Question

Without a calculator, decide whether the quantities are positive or negative. $$ -48^{0} $$

Short answer

Answer: The given quantity $$-48^0$$ is positive.

Step-by-step solution

Recall the exponent rule for any non-zero number raised to the power of 0

According to the exponent rules, any non-zero number raised to the power of 0 is equal to 1. In other words, $$a^0 = 1$$ for any non-zero number $$a$$.

Apply the exponent rule to the given quantity

In our case, the given quantity is $$-48^0$$. Since -48 is a non-zero number, we can apply the exponent rule mentioned in step 1: $$-48^0 = 1$$

Determine the sign of the result

Now that we have found the value of the given quantity, we can determine its sign. Since the value is 1, which is a positive number, the given quantity is positive.

Key concepts

Exponent Rules

Exponent rules are essential for simplifying mathematical expressions involving repeated multiplication. One critical rule to comprehend is the zero exponent rule. According to this rule, any non-zero number raised to the power of zero equals one. This applies because the idea behind exponents is to multiply a number by itself a certain number of times. When the exponent is zero, it suggests multiplying the number zero times, which results in one.
To put it simply, for any non-zero number \( a \), the equation \( a^0 = 1 \) holds true. This rule is consistent and widely applicable, whether dealing with large numbers or algebraic expressions. Understanding this concept means the ability to simplify expressions efficiently and correctly, contributing to solving more complex math problems effectively.

Positive and Negative Numbers

When dealing with expressions, understanding the signs—positive and negative—of numbers is crucial. A positive number is greater than zero, while a negative number is less than zero. The transition between different signs can significantly alter the value of a mathematical expression.
In the context of the given problem, the expression \(-48^0\) involves a zero exponent applied to a negative number.

• The expression \(-48^0\) represents a negative number "-48" raised to the zero power.
• Applying the zero exponent rule, any non-zero number powered by zero equals 1. So although originally negative, the outcome here is positive 1.

Moreover, understanding signs is foundational in algebraic expressions, impacting everything from basic arithmetic visualizations to complex algebraic problem-solving.

Algebraic Expressions

Algebraic expressions are combinations of numbers, variables, and operations. Variables serve as symbols representing values that can change.

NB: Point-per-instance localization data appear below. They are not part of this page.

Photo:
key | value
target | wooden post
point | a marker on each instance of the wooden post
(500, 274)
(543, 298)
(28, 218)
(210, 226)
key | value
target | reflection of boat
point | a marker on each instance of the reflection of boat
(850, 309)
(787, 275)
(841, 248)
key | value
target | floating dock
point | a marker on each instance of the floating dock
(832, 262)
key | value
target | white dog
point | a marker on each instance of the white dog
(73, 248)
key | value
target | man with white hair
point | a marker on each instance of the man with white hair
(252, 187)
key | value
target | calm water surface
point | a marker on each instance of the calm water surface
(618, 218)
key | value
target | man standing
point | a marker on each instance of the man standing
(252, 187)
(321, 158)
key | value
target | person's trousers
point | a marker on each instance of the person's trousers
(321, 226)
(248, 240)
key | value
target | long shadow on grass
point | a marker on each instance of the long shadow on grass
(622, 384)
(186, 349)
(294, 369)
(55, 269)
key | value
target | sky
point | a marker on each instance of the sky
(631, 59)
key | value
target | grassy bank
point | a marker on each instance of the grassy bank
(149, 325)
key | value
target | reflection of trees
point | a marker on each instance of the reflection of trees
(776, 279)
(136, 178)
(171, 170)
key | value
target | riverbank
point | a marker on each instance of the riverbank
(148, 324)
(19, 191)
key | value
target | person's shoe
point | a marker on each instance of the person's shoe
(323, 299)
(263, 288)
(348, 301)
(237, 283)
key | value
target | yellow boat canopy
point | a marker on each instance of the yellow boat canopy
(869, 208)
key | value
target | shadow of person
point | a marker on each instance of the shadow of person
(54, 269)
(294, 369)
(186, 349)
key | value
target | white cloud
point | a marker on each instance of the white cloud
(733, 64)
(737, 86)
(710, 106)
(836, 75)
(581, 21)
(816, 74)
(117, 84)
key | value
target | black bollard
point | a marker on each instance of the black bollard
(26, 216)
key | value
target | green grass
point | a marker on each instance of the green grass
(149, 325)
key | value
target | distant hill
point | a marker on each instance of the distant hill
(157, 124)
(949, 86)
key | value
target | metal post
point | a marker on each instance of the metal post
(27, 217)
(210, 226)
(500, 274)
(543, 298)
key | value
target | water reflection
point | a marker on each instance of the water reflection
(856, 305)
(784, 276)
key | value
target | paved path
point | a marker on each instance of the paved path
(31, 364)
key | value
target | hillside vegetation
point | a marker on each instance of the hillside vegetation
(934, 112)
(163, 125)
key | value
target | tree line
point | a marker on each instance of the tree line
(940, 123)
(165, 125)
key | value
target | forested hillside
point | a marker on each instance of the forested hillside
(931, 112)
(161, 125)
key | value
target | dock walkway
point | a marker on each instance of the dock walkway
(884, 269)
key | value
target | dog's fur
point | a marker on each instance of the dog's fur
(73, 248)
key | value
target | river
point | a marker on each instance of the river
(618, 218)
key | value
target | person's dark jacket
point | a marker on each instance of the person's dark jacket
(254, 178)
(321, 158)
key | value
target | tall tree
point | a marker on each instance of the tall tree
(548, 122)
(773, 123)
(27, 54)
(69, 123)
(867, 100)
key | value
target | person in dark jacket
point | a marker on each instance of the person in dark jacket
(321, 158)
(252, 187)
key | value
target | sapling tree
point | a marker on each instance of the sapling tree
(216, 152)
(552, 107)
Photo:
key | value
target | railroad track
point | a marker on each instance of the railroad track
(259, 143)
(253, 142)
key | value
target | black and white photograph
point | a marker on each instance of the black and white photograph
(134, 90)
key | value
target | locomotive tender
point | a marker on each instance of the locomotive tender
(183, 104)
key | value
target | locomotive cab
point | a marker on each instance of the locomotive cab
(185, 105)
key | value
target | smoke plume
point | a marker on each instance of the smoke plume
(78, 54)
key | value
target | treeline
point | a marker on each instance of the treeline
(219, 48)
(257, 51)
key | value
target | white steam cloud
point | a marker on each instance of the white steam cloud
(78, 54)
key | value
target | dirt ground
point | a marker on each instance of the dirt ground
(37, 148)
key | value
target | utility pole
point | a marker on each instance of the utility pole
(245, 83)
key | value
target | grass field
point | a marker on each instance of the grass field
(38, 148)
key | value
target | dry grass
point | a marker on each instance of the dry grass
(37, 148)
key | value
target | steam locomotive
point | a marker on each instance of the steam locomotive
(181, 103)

The expressions may involve addition, subtraction, multiplication, division, and powers (exponents).
Grasping exponentiation within algebraic expressions is crucial, as it dictates how terms combine and simplify. The zero exponent plays a pivotal role, allowing simplifications that can reduce complexity. For example, in simplifying \(-48^0\), the expression itself simplifies based on the zero exponent principle to a decisive result of 1.Handling such expressions requires familiarity with operator precedence, which dictates the sequence of execution. Parentheses are also vital in maintaining clarity and ensuring accurate application of operations. This knowledge empowers students to navigate algebraic problems with confidence, ensuring accurate results and fostering a deeper grasp of mathematical concepts.